Rückwirkend zum 01.01.2019 hat der Bundesgesetzgeber eine verfassungsgemäße Neuregelung der Verzinsung mit 1,8 % pro Jahr beschlossen.
Inhaltsverzeichnis
- Pressemitteilungen – Berliner Senatsverwaltung und Bayerisches Landesamt für Steuern
- Wie gehen die weiteren Bundesländer vor?
- Handlungsempfehlung für die Beratungsstellenleiter:innen
Pressemitteilungen – Berliner Senatsverwaltung und Bayerisches Landesamt für Steuern
Das Bayerische Landesamt für Steuern hat am 03.11.2022 per Pressemitteilung informiert, dass im November 2022 die bayerischen Finanzämter von Amts wegen geänderte Zinsbescheide in offenen Fällen an die Steuerpflichtigen erlassen.
Nunmehr hat auch die Berliner Senatsverwaltung für Finanzen per Pressemitteilung vom 05.12.2022 über die Neuberechnung der Zinsfestsetzungen informiert.
Wie gehen die weiteren Bundesländer vor?
Bisher haben sich nur das Bayerische Landesamt für Steuern und die Berliner Senatsverwaltung für Finanzen über die Änderung der Zinsfestsetzungen geäußert.
Allerdings ist zu erwarten, dass auch weitere Bundesländer in nächster Zeit geänderte Bescheide hinsichtlich der Zinsfestsetzungen erlassen werden.
Handlungsempfehlung für die Beratungsstellenleiter:innen
Die Zinsfestsetzungen für die Zeiträume ab 01.01.2019 werden mit dem aktuellen Zinssatz von 1,8 % pro Jahr (0,15 % pro Monat) berechnet und die Bescheide gegebenenfalls angepasst.
Da es sich um eine Änderung von Amts wegen handelt, besteht Ihrerseits kein Handlungsbedarf – d.h. es muss kein Antrag gestellt werden.
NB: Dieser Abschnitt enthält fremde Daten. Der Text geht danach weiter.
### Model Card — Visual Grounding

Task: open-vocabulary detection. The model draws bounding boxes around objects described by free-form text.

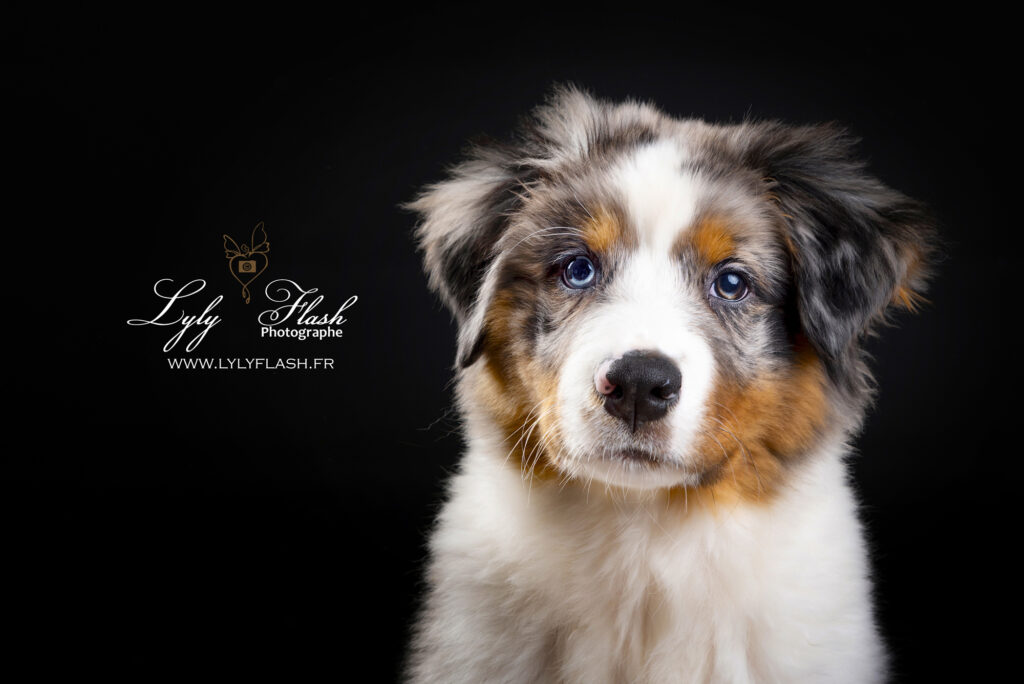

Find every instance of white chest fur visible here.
[408,437,886,684]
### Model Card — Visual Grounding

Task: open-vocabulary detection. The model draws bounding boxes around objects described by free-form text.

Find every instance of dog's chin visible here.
[569,445,702,491]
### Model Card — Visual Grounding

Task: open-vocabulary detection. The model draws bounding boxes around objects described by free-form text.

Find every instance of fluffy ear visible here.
[739,123,937,387]
[407,144,537,368]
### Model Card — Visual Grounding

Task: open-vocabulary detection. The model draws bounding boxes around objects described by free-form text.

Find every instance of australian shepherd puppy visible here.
[405,87,934,684]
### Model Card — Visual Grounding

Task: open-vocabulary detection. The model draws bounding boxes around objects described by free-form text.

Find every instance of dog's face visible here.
[412,88,933,496]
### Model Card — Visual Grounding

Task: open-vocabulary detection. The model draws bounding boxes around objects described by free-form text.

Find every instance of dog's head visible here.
[410,87,934,496]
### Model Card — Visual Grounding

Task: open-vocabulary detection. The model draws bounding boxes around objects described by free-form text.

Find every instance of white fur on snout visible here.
[559,249,717,490]
[555,140,718,490]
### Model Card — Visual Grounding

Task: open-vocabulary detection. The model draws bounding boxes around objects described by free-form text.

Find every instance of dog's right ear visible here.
[407,145,535,368]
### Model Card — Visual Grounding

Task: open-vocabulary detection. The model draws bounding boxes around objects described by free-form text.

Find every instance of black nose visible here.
[603,351,682,431]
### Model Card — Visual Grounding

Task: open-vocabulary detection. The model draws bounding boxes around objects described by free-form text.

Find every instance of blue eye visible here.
[562,256,597,289]
[712,271,748,301]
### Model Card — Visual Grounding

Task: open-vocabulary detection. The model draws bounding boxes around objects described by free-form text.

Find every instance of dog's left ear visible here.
[740,123,937,385]
[407,145,535,368]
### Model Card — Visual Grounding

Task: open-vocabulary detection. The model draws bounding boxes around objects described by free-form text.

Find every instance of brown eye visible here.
[711,271,748,301]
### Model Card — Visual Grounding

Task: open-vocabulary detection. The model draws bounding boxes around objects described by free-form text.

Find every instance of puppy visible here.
[406,87,934,684]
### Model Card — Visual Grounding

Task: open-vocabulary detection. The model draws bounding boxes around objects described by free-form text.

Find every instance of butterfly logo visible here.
[223,222,270,303]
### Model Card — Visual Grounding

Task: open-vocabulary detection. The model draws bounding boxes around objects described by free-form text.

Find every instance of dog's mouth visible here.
[599,447,667,466]
[574,442,698,490]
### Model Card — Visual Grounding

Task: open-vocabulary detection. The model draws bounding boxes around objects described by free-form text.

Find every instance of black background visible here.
[8,7,1015,681]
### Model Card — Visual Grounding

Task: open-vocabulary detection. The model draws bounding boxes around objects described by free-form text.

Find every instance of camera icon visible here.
[238,260,257,273]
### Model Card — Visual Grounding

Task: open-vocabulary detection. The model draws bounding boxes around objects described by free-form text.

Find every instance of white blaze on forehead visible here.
[612,139,700,253]
[557,242,717,490]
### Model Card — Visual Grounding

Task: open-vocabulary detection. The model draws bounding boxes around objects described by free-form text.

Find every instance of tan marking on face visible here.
[672,345,830,506]
[581,206,625,253]
[473,288,562,483]
[683,215,737,265]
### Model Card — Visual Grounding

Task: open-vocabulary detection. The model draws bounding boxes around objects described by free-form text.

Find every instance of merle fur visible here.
[735,122,937,398]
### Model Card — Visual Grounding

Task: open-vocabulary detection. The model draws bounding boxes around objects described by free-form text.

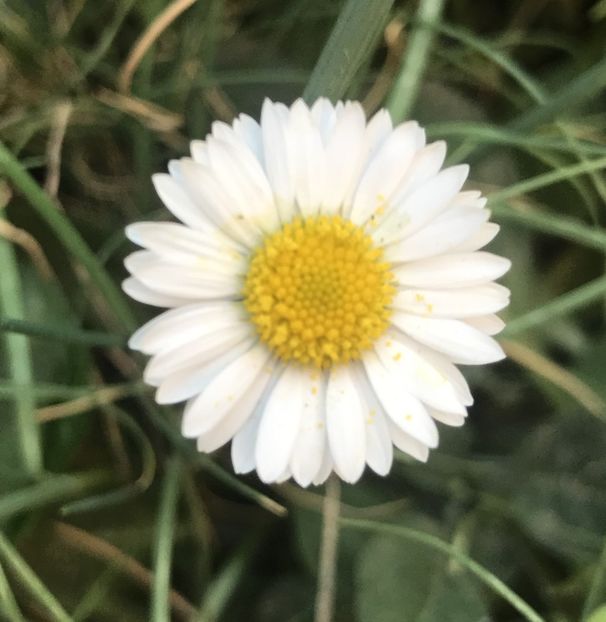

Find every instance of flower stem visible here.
[314,476,341,622]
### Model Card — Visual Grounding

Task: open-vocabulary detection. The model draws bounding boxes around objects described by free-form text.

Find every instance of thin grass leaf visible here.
[432,21,544,102]
[511,56,606,133]
[303,0,395,102]
[0,216,41,476]
[151,456,182,622]
[0,141,136,332]
[341,517,545,622]
[387,0,446,121]
[140,397,288,517]
[0,561,25,622]
[487,156,606,203]
[428,122,606,157]
[0,532,72,622]
[0,317,125,347]
[78,0,139,79]
[436,22,606,211]
[502,340,606,423]
[0,471,112,522]
[60,404,157,516]
[0,382,123,401]
[491,203,606,252]
[584,540,606,620]
[197,531,261,622]
[504,275,606,337]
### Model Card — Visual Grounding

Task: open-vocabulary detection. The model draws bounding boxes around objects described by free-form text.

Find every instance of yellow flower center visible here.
[243,215,395,368]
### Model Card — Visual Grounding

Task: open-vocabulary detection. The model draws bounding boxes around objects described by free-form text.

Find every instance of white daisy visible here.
[123,98,510,487]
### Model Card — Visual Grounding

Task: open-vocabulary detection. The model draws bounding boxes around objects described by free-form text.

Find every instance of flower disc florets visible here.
[244,215,395,368]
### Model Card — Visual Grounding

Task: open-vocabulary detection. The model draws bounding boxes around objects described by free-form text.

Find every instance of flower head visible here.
[124,98,510,486]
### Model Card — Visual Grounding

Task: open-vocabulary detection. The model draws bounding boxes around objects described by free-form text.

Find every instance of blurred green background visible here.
[2,0,606,620]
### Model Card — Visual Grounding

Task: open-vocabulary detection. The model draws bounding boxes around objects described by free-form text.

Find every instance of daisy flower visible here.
[123,98,510,487]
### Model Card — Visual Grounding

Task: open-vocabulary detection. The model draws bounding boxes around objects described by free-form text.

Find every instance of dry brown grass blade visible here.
[0,219,55,280]
[36,384,138,422]
[44,100,72,198]
[96,87,184,132]
[502,339,606,422]
[118,0,198,94]
[363,17,406,116]
[54,522,196,621]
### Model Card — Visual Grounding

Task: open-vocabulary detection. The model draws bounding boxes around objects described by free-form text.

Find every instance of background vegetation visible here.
[2,0,606,620]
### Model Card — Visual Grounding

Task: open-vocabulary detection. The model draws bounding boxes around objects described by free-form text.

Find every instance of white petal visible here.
[325,365,367,483]
[261,99,295,222]
[231,407,261,474]
[311,97,337,142]
[413,344,473,406]
[373,165,469,245]
[349,122,422,225]
[351,365,393,476]
[394,252,510,289]
[363,109,393,161]
[195,361,276,453]
[466,314,506,335]
[128,301,245,355]
[289,372,327,487]
[288,99,326,216]
[321,102,367,214]
[206,136,279,233]
[190,140,209,165]
[389,141,447,205]
[451,190,486,209]
[181,343,271,438]
[362,352,438,448]
[122,277,196,308]
[276,468,292,484]
[179,159,259,247]
[371,332,467,415]
[233,114,264,162]
[391,283,511,318]
[452,222,500,252]
[155,337,255,404]
[143,322,253,384]
[125,222,244,272]
[124,250,240,300]
[428,407,467,427]
[364,410,393,476]
[231,369,282,474]
[312,452,333,486]
[391,313,506,365]
[383,207,490,262]
[255,366,308,483]
[387,420,430,462]
[152,173,213,231]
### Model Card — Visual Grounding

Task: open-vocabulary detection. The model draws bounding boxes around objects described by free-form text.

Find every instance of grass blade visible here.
[490,204,606,252]
[341,517,545,622]
[197,532,260,621]
[0,317,124,347]
[0,532,72,622]
[0,215,41,476]
[0,141,136,332]
[504,275,606,336]
[151,457,182,622]
[0,561,25,622]
[487,156,606,204]
[511,56,606,133]
[0,471,111,522]
[303,0,394,103]
[387,0,446,121]
[583,539,606,620]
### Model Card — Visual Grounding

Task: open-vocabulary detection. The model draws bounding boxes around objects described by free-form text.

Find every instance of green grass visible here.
[1,0,606,620]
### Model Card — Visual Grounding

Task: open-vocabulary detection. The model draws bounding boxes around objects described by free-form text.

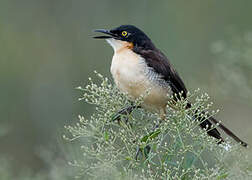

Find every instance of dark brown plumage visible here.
[133,45,224,143]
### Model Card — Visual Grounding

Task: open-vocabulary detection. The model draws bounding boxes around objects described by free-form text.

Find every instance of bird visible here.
[93,24,247,147]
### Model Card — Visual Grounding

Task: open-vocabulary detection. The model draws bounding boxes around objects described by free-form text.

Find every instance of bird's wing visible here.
[133,47,248,147]
[133,47,187,99]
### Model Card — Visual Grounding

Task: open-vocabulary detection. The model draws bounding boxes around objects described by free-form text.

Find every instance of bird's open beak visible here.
[93,29,118,39]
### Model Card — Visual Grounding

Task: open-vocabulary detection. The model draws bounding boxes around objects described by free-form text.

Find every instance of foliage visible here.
[64,72,252,180]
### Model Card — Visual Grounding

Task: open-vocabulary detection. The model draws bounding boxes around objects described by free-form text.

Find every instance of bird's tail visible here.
[198,117,223,142]
[197,113,247,147]
[207,116,248,147]
[185,102,247,147]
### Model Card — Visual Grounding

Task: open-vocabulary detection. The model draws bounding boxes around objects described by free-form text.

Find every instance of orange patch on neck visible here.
[116,42,134,53]
[126,42,134,49]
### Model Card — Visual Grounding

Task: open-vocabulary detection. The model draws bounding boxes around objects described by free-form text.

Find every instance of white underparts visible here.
[106,38,172,112]
[106,39,128,52]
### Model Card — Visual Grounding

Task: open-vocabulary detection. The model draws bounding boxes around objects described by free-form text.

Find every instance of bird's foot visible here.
[111,105,140,124]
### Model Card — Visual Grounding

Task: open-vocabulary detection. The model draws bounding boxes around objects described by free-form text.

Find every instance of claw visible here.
[111,105,140,122]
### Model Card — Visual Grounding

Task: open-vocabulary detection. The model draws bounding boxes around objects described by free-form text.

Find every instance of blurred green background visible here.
[0,0,251,178]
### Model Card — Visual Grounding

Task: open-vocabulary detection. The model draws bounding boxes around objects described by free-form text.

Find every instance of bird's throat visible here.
[106,39,133,53]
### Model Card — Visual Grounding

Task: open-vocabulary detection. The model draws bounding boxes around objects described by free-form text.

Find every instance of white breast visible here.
[107,39,172,111]
[111,48,147,96]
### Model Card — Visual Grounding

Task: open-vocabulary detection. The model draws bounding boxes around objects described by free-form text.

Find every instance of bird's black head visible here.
[94,25,155,50]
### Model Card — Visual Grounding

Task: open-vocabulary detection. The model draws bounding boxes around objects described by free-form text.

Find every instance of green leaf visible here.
[125,156,132,161]
[104,131,109,141]
[216,173,228,180]
[141,129,161,143]
[110,113,121,122]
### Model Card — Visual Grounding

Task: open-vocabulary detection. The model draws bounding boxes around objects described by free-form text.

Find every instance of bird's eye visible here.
[121,31,128,37]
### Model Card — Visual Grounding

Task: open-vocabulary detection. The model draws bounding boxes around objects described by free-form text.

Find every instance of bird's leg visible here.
[111,105,141,124]
[152,107,166,130]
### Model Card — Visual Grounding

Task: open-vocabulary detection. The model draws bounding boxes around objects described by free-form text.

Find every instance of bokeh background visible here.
[0,0,252,178]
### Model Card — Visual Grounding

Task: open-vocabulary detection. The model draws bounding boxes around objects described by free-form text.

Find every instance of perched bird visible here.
[93,25,247,147]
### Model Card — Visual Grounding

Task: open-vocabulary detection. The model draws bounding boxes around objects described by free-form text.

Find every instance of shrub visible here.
[64,72,252,180]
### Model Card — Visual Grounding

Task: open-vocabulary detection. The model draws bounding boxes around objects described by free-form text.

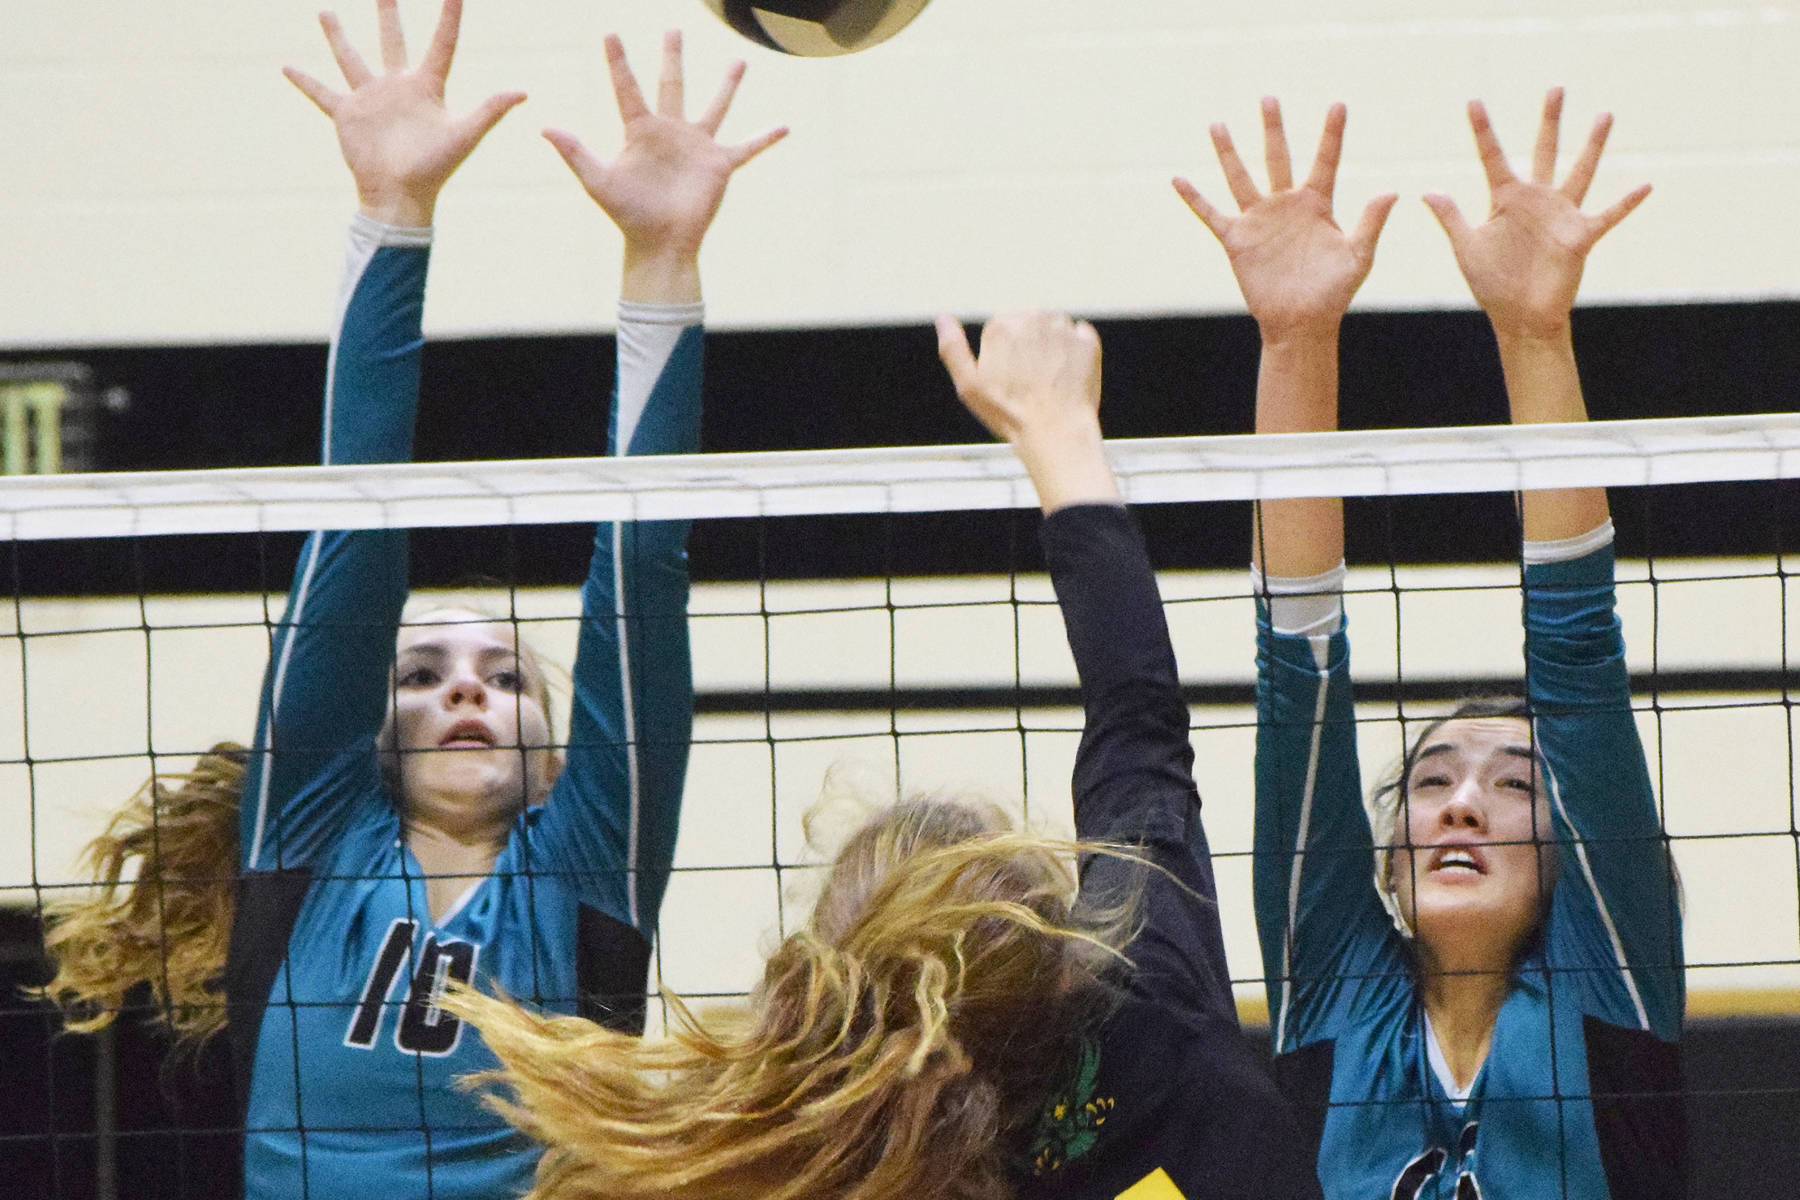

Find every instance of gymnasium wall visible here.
[6,0,1800,346]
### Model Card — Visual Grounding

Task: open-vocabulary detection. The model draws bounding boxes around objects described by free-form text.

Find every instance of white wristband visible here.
[1251,561,1347,638]
[1522,519,1614,566]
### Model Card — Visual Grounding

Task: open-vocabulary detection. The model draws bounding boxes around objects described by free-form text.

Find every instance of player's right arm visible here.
[243,0,524,872]
[937,310,1246,1017]
[1178,100,1403,1050]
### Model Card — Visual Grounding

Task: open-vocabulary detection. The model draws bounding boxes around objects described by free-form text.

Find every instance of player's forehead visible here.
[1413,716,1534,766]
[394,608,522,659]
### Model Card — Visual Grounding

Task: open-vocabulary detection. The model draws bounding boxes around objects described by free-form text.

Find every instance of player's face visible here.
[388,610,556,815]
[1387,717,1556,960]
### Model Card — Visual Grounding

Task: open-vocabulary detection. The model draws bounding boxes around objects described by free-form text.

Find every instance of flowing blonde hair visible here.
[39,743,247,1045]
[456,797,1137,1200]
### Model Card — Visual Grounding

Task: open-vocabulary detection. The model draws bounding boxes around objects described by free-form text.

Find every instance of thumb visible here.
[1421,192,1470,244]
[282,66,341,117]
[461,90,527,147]
[935,315,981,399]
[1173,177,1231,244]
[542,128,603,183]
[1351,192,1399,260]
[1590,182,1652,242]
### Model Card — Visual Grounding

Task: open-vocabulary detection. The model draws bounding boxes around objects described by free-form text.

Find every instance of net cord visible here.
[6,413,1800,540]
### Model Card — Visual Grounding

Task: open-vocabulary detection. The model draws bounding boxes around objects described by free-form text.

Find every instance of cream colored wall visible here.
[6,559,1797,1016]
[6,1,1800,347]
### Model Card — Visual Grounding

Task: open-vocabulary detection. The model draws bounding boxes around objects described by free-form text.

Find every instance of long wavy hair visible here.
[457,796,1137,1200]
[38,743,248,1045]
[39,601,559,1045]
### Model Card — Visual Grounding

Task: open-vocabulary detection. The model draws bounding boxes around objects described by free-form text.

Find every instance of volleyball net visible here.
[3,416,1799,1191]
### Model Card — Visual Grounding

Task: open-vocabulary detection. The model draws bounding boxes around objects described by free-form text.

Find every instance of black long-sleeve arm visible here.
[1041,502,1234,1019]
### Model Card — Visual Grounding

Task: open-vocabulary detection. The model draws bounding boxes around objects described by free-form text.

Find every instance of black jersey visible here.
[1018,504,1323,1200]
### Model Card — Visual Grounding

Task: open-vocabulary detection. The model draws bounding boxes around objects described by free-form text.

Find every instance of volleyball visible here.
[699,0,933,56]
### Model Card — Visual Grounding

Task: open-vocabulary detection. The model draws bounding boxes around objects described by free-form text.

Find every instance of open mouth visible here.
[1428,846,1487,876]
[440,721,496,749]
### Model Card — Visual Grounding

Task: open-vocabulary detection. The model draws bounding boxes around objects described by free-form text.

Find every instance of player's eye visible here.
[1498,776,1536,794]
[396,666,437,688]
[1410,772,1450,790]
[491,669,525,694]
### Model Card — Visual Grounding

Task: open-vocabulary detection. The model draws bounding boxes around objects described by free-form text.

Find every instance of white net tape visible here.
[6,413,1800,540]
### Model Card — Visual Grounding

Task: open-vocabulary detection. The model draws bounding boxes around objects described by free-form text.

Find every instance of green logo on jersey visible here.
[1027,1035,1115,1175]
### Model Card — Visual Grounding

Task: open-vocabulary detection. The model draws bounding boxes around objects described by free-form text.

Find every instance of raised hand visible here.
[284,0,525,227]
[1424,88,1650,341]
[936,311,1119,512]
[1175,99,1396,343]
[545,32,787,302]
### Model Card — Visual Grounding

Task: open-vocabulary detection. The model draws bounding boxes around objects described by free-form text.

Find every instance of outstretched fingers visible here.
[695,59,747,135]
[658,29,684,118]
[375,0,408,73]
[1467,99,1516,195]
[1530,86,1563,186]
[1302,102,1348,201]
[319,10,374,88]
[418,0,465,86]
[1211,122,1262,211]
[1561,111,1613,205]
[1261,96,1294,193]
[604,33,651,124]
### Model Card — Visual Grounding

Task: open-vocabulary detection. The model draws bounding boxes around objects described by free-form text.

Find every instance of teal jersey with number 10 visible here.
[229,216,701,1200]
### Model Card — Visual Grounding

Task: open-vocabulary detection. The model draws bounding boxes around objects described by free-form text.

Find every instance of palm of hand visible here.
[333,75,470,206]
[943,312,1102,444]
[284,2,525,224]
[1452,183,1591,337]
[585,117,739,257]
[1225,191,1371,335]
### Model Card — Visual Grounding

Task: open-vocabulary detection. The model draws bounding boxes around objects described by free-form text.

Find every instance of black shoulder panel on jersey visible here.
[1583,1015,1689,1200]
[225,868,312,1121]
[1273,1038,1336,1160]
[576,904,652,1035]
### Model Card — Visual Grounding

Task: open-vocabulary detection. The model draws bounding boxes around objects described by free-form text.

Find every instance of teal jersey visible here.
[1253,544,1686,1199]
[229,216,699,1199]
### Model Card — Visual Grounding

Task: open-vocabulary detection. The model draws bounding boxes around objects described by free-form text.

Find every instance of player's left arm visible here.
[533,33,785,937]
[1429,91,1679,1035]
[1526,541,1683,1038]
[1424,88,1648,543]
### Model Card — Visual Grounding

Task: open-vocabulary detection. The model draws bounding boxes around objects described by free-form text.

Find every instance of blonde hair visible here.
[39,744,247,1045]
[457,797,1136,1200]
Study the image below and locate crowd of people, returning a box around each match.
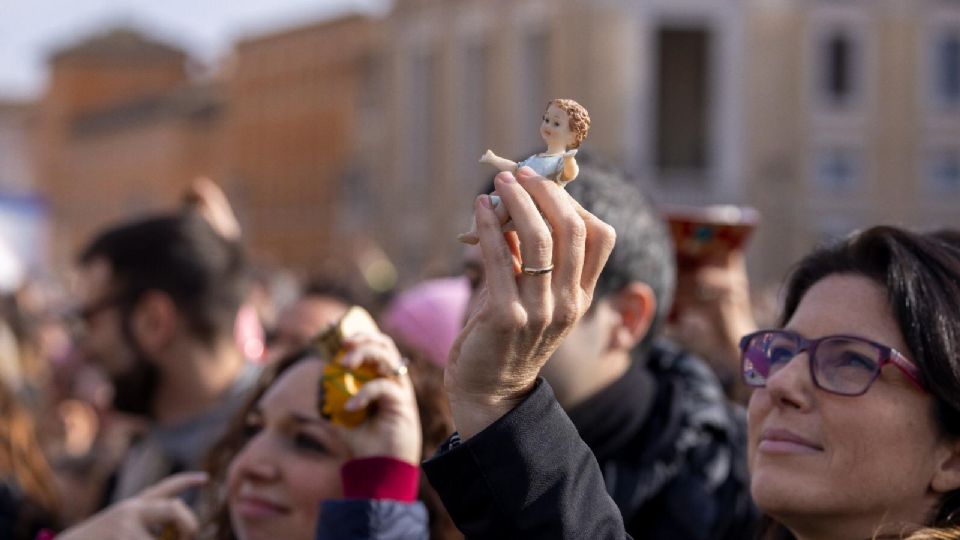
[2,132,960,540]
Auch in den anderen Bundesländern ist eine Änderung von Amts wegen zu erwarten.
Da eine Änderung und Neuberechnung von Amts wegen erfolgt, ist eine detaillierte Prüfung der Bescheide nicht erforderlich.
Wichtig: Erstattungszinsen stellen Einkünfte aus Kapitalvermögen gem. § 20 Abs. 1 Nr. 7 EStG dar und sind – da kein Einbehalt einer Kapitalertragssteuer – im Jahr des Zuflusses, d. h. 2022 in der Anlage KAP zu erfassen. Der Sparer-Pauschbetrag findet Anwendung.